*** The End Of The American
Frontier- Clark Gable, Marilyn Monroe, Montgomery Clift in The Misfits
From The Pen Of Frank Jackman
DVD REVIEW
The
Misfits –Clark Gable, Marilyn Monroe,
Montgomery Clift, directed by John Huston, from The Misfits by the playwright Arthur Miller
Let’s face it even for Eastern guys,
Eastern guys who get a little nervous when there are not streetlights every few
feet to pave the way or when he hears the coyotes howling in the cold night
distance what is not to like about a movie set in the modern American West. The
American West where the land, as old Harvard Professor Turner declared in his
famous thesis on the frontier, had long before run out when everybody hit the
ocean and realized that unless they were going to take the proverbial slow boat
to China they were going to have to make their mark in the canyons and arroyos,
or else. That “or else” is what drives this film under review, The Misfits where old- time values
hell-bent stubborn cowboys are up against a fast encroaching civilization that
had already devoured most of their way of life by the 1950s time- frame of the
film.
Yes, the New West, Larry McMurtry’s
many novels described New West of suburban dreamers and small- town hangers-
on and those who haven’t made the
adjustment where civilization is fast taking the starch out of the
independent-minded cowboys who are trying to hold on for dear life. And losing.

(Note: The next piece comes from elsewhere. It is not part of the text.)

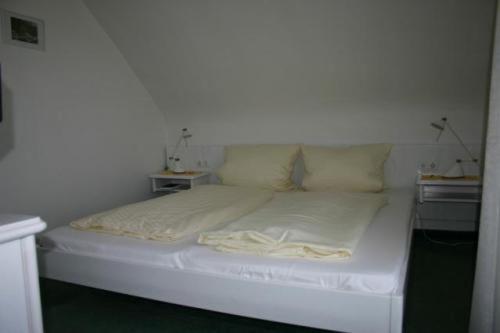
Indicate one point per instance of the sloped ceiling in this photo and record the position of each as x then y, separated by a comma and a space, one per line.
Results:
225, 59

They had obviously not read that afore-mentioned Harvard Professor Turner's
thesis about the end of the American frontier. The code of the old West, the every
man for himself and his, the rough-hewn justice where there was no law and one
shot first, and better, shot quick and all its other values was losing its grip
to the ethos of the modern bottom line capitalist farmer and rancher. Larry
McMurtry in his book and in the subsequent film The Last Picture Show as
well as others have also taken up this theme but none have done it better on
film than The Misfits.
The plotline is simple enough- Rosalyn (played by Marilyn
Monroe almost every Great Depression/ World War II in the battlefields man’s
idea of the perfect blonde, and maybe she was at that) headed to Reno, Reno,
Nevada in case you don’t’ know but for our purposes the capital of the quick
divorce then for marriages that “didn’t take.”
Hers didn’t. Along the way during her stay in Reno she met Gay (played
by Clark Gable, everybody’s idea, 1930s Saturday matinee idea, and that counted
for a lot, idea of a real man, and maybe he was) and they have an affair, a
stormy sometimes things affair fraught with all the problems that two
previously married people can muster up. Aided and abetted by a guy in the
wings, Guido (played by Eli Wallach) ready to swoop in and pick up the pieces
and a crazy-ass rodeo cowboy. Perce, who does not know how to quit when he is
ahead and in one piece and who has all the angst of the modern day cowboy whose
sun is setting.
Beyond those tangled interpersonal relationships though
stands the hunt, the hunt for wild mustangs that starkly epitomized the
alienation of the modern cowboy from his roots and from an encroaching world.
Now was this hunt to gather a nice dependable steed for a day’s work out on the
range. Hell no, it was strictly for dough, for coffee and crullers since the
captured horses, beautiful horses running wild, were to be sold for dog food.
Jesus. The tension around this hunt, the driven attempts by Rosalyn to stop
that madness is what drives the last part of the film, ending where Gay and she
go off into the sunset after he gets “religion” on the horse issue (remember
romance and happy endings, or not too unhappy endings, is what drove
box-offices in those days).
Add a screenplay by the legendary playwright Arthur Miller
and direction by John Huston. Further add the strong performances, aided by the
stark black and white format highlighting the beauty and danger, Nevada danger,
of the rocky west, of a grizzled Clark Gable, the ill-fated Marilyn Monroe and
the troubled Montgomery Clift supported by Thelma Ritter and Eli Wallach and
you have a very good film indeed. I have read that Miller’s screenplay was
written especially for Monroe, his then wife. If so that explains why this
story about castoffs, drifters and non-conformists looking for some emotional
relief in the New West that has passed them by had such a powerful effect on
me. Monroe as the beautiful but hard luck and misunderstood object of affection
seemingly was playing herself here. And to great effect. Watch it.